Nanostructured NixMo1–x alloy powders were produced by electrochemical deposition from nickel–sulphate and sodium–molybdate ammonia solutions in the current density range of 50–500 mA cm−2. The chemical composition of the powders has been found to depend on the cathodic current density for the simultaneous reactions of induced molybdenum and nickel codeposition and hydrogen evolution. As the cathodic current density increases, over the current density range of 50–500 mA cm−2, the content of molybdenum in the alloy decreases from 7 mol.% to 0.4 mol.%. The molybdenum content decreases rapidly with an increase in current density from 50 mA cm−2 to 200 mA cm−2. A further increase in current density produces a slight decrease in the molybdenum content.

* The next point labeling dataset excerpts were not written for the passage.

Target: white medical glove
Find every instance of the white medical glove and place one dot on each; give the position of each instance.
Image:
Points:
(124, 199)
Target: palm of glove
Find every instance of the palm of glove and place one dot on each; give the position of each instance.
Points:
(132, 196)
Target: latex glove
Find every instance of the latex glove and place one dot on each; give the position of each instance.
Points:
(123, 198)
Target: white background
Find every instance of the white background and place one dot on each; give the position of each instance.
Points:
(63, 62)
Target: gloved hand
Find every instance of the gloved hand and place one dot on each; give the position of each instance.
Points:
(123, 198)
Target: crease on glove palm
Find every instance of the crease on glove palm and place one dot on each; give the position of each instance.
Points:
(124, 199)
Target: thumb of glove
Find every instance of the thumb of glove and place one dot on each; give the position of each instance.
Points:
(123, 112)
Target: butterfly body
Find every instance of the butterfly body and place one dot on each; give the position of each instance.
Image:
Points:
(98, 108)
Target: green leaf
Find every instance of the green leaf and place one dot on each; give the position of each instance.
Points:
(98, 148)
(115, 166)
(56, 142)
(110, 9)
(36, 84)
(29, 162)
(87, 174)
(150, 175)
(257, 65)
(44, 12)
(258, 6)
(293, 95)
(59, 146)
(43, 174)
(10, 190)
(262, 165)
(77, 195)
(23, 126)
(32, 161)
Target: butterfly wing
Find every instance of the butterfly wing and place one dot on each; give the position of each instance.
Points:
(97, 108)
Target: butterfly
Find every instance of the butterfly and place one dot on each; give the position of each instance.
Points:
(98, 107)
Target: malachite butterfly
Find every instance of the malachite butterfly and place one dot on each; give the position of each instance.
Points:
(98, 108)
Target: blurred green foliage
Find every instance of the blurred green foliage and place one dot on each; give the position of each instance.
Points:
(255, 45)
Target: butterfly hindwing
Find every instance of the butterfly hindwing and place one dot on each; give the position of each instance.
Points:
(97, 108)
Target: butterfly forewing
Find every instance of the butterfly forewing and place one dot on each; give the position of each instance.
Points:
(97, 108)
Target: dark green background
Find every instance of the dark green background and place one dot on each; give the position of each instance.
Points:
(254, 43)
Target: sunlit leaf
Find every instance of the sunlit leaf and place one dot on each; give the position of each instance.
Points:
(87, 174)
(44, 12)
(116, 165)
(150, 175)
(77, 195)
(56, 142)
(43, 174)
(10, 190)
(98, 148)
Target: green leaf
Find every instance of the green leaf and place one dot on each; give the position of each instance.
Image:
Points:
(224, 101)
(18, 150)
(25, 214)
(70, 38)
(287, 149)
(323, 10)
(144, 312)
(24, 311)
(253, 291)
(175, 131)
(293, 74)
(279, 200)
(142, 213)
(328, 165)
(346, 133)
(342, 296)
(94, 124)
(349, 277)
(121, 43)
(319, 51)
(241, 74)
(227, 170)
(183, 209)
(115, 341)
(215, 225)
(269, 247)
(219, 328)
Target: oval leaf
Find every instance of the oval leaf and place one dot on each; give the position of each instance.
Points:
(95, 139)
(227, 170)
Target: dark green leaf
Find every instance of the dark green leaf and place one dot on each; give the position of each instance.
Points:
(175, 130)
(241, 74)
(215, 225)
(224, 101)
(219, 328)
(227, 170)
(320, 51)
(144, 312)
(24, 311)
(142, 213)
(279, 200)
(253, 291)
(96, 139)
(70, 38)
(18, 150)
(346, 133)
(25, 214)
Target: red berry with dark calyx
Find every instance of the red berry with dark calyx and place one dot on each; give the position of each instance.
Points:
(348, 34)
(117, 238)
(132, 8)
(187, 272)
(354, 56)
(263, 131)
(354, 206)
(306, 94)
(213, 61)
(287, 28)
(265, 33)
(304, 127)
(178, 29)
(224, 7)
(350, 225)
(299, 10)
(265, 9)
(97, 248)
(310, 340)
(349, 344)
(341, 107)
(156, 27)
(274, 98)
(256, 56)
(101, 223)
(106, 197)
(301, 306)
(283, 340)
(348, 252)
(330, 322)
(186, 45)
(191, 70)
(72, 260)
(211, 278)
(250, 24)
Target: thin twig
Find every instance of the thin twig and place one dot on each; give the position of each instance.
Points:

X-ray diffraction (XRD) analysis determined that the obtained powders contained an amorphous phase and nanocrystals arranged in a face-centred cubic lattice (FCC). The amorphous phase exists between nanocrystal grains, its percentage in the produced powders being relatively small. The size of nanocrystals is dependent on the cathodic current density for powder production and on the molybdenum content in the alloy. The increase in current density from 50 mA cm−2 to 200 mA cm−2 induces an increase in mean nanocrystal value from 13 nm to 21 nm. Further current density increases result in a decrease in the mean nanocrystal size to 17.5 nm at j = 500 mA cm−2. The size of the crystals produced in the current density range of 50–200 mA cm−2 is generally dependent on the molybdenum content in the alloy. The crystal dimensions of the powders produced at j > 200 mA cm−2 were affected by the cathodic current density. The increases in both the cathodic current density for powder production and the molybdenum content in NixMo1–x alloys resulted in a greater amorphous phase percentage and smaller crystal grains of the FCC phase with a higher density of chaotically distributed dislocations and a higher level of microstrain.